The period from 1991 to 1996, when the Jayalalithaa-led AIADMK was in power for the first time, is considered the best period of the Special Officer-driven Corporation. Jayalalithaa hand-picked a 1970-batch IAS officer, R. Poornalingam, for the post, and a 1981-batch officer, K. Allaudin, for the post of Corporation Commissioner. A team of young IAS officers was appointed to oversee the critical functions of the civic body—solid waste management, finance, works, health care and education. The officers brought with them a new sense of urgency, better management, and computerisation skills, which were lacking in the civic body. The team gave direction and focus to its functioning and delivered decisions at a pace that no democratic institution can match. It focussed on constructing multi-lane roads, improving street lighting to international standards, ensuring periodic removal of garbage and better solid waste management practices, and improving health-care delivery.

With the Panchayati Raj Act coming into force, the Tamil Nadu government enacted two separate Acts for urban local bodies and panchayats in April 1994, necessitating the holding of civic elections across the State.

The elections were held in October 1996. The DMK, which came to power in May 1996, amended the provisions of the Nagar Palika Act by which the Mayor of the Corporation would be elected by the citizens of Chennai in a public election and the term of the Mayor’s office as well as the elected Councillors would be five years from the date of the election. However, the Deputy Mayor would be elected from among the members of the Council.

Karunanidhi, who was grooming his son M.K. Stalin to succeed him, used the local body elections as a platform to initiate his son into the next level of politics. Stalin, who lost the first Legislative Assembly election he contested in 1984 from the Thousand Lights constituency, was elected from the seat in 1989. He was defeated in the next election held in 1991. He was, however, elected from the same constituency in 1996 and re-elected in 2001 and 2006.

In 1996, Stalin became the first directly elected Mayor to occupy the high office in Ripon Building, the official seat of the Corporation since 1913. Under his mayorship, the civic body drew up a slew of schemes, both to cater to the neglected areas of the city and to reduce the traffic bottlenecks at various important junctions. The mini-flyovers, nine of which dot the city, was his contribution to reduce traffic congestion. While capital works got a fillip between 1996 and 2001, this came to a virtual standstill after Stalin was elected Mayor for a second time in 2001.

The DMK was defeated in the 2001 Assembly elections, and the AIADMK government, which was looking to curtail the powers of the Mayor, introduced a special Act, popularly called the one-man-one-post Act, which held that an individual could not hold the post of Mayor and MLA at the same time. With the Madras High Court refusing to stay the order, Stalin had to quit after holding the office for six years. He is the longest serving Mayor of Chennai.

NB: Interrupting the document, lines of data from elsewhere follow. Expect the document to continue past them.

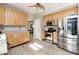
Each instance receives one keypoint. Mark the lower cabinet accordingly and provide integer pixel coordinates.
(15, 39)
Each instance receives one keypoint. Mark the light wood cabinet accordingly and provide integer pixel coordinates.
(15, 39)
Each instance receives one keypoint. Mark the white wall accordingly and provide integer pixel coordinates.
(36, 25)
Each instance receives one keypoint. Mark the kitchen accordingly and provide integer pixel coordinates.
(49, 27)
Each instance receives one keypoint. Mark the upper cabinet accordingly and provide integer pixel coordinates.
(2, 17)
(11, 16)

The Deputy Mayor, ‘Karate’ S. Thiagarajan, assumed the powers of Mayor after Stalin quit. But the court came down heavily on him and also struck down the amendment. In effect, from 2001 to 2006, the Corporation wasted precious time in scoring political points even as the city was bursting at the seams. It was left to the next directly elected Mayor, M. Subramaniam, to work on some of the critical issues, when the DMK once again came to power in 2006. A political lightweight within the party, Subramaniam lacked Stalin’s sway over Fort St. George, the seat of power, and hence, despite hard work, he had not much to show for it at the end of his tenure.